Mercoledì 18 maggio 2020, il Consiglio Generale di UNIC – Concerie Italiane (associazione aderente a Confindustria Moda), coordinato dal presidente Fabrizio Nuti, ha fatto il punto sullo stato del settore, sulle sue criticità e sulle prospettive di mercato dei prossimi mesi
Il settore conciario italiano ha chiuso il 2021 con una crescita stimata attorno al 19% in valore (per un totale di 4,2 miliardi di euro) e all’11% in volume, che ha permesso un recupero solo parziale dei livelli di produzione settoriali precedenti la pandemia. Il buon andamento registrato nel primo trimestre dell’anno in corso rischia, però, di essere fortemente compromesso dalle criticità emerse nelle ultime settimane, con frenate sugli ordinativi e prospettive molto incerte per i principali segmenti di destinazione merceologica.
A livello generale, pesano sia il conflitto russo-ucraino, con le tensioni sul mercato energetico, sia la situazione in Cina, protagonista imprescindibile nella filiera internazionale delle pelli, la cui sostanziale chiusura per motivi sanitari rappresenta un’incognita di difficile lettura e comprensione.
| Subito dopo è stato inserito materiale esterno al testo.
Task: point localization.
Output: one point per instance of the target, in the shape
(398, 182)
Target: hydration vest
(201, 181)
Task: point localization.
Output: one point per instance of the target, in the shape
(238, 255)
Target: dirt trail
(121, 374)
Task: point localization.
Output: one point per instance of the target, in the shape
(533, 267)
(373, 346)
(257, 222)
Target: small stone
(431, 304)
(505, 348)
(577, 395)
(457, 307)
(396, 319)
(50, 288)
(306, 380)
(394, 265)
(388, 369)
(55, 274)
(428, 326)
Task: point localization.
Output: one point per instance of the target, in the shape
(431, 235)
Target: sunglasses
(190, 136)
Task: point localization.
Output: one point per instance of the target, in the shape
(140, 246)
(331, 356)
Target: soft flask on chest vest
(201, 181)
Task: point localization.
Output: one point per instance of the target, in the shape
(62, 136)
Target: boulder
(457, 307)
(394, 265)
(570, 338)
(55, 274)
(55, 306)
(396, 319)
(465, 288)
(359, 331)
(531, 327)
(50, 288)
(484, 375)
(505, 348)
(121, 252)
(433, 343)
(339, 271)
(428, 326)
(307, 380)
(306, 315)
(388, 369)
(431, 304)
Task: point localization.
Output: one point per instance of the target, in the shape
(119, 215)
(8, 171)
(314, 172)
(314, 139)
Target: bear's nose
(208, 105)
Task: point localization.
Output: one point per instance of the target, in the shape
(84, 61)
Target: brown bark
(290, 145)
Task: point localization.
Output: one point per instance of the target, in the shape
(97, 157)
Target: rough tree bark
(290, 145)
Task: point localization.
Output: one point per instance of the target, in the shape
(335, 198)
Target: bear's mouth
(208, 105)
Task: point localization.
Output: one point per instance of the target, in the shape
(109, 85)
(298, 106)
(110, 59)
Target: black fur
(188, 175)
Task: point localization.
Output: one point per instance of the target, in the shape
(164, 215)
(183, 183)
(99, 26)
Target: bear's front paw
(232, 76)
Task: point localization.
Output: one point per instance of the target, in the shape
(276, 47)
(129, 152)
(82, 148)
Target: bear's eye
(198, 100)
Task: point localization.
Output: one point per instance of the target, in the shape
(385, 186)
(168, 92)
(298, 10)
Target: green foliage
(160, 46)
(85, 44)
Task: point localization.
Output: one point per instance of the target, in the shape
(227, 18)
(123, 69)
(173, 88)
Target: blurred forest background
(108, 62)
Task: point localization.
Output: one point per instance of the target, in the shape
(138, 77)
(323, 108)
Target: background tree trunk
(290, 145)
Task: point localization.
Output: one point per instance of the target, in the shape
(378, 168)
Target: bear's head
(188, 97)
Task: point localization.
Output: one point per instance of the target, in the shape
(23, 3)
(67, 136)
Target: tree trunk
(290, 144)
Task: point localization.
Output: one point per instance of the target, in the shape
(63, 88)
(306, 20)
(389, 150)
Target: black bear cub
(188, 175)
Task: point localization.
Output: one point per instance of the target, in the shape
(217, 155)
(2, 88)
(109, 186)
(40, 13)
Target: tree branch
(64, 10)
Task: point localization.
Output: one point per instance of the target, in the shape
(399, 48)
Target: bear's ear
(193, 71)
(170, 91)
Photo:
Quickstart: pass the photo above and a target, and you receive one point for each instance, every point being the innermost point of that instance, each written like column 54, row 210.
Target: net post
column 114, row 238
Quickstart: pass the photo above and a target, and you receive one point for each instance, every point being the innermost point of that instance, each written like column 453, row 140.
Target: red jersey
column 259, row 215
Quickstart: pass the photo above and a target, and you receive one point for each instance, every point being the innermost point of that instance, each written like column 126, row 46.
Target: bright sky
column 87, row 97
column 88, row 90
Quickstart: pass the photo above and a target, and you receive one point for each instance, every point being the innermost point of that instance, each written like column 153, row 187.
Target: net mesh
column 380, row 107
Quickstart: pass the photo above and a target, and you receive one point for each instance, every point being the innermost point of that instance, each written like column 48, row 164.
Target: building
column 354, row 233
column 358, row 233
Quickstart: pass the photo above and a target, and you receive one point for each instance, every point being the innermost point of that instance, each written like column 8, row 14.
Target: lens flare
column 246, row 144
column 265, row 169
Oltre alle impennate dei costi del gas, dell’energia e alle difficoltà sul fronte della logistica internazionale, è forte e diffusa la preoccupazione per i notevoli aumenti dei prezzi di approvvigionamento della materia prima e, soprattutto, dei prodotti chimici.
Questo mix di rialzi sul fronte dei costi nei bilanci conciari si ripercuote indirettamente anche nelle voci di spesa per depurazione ambientale e lavorazioni contoterzi e rende praticamente impossibile il loro recupero presso i clienti.
I conciatori italiani, anche alla luce dei sempre più elevati investimenti fatti in termini di strutture, servizi al cliente e miglioramenti nei vari aspetti della sostenibilità, auspicano una sensibilizzazione su questo tema nell’ottica di una solidarietà di filiera. Si tratta di impegni importanti, essenziali per rimanere competitivi ad alti livelli sul mercato, ma che necessitano di essere valorizzati sul fronte dei prezzi di vendita alla clientela. In mancanza, è altissimo il rischio di provocare sbilanciamenti finanziari (e collassi) in un’industria che da sempre rappresenta un’eccellenza del Made in Italy a livello internazionale.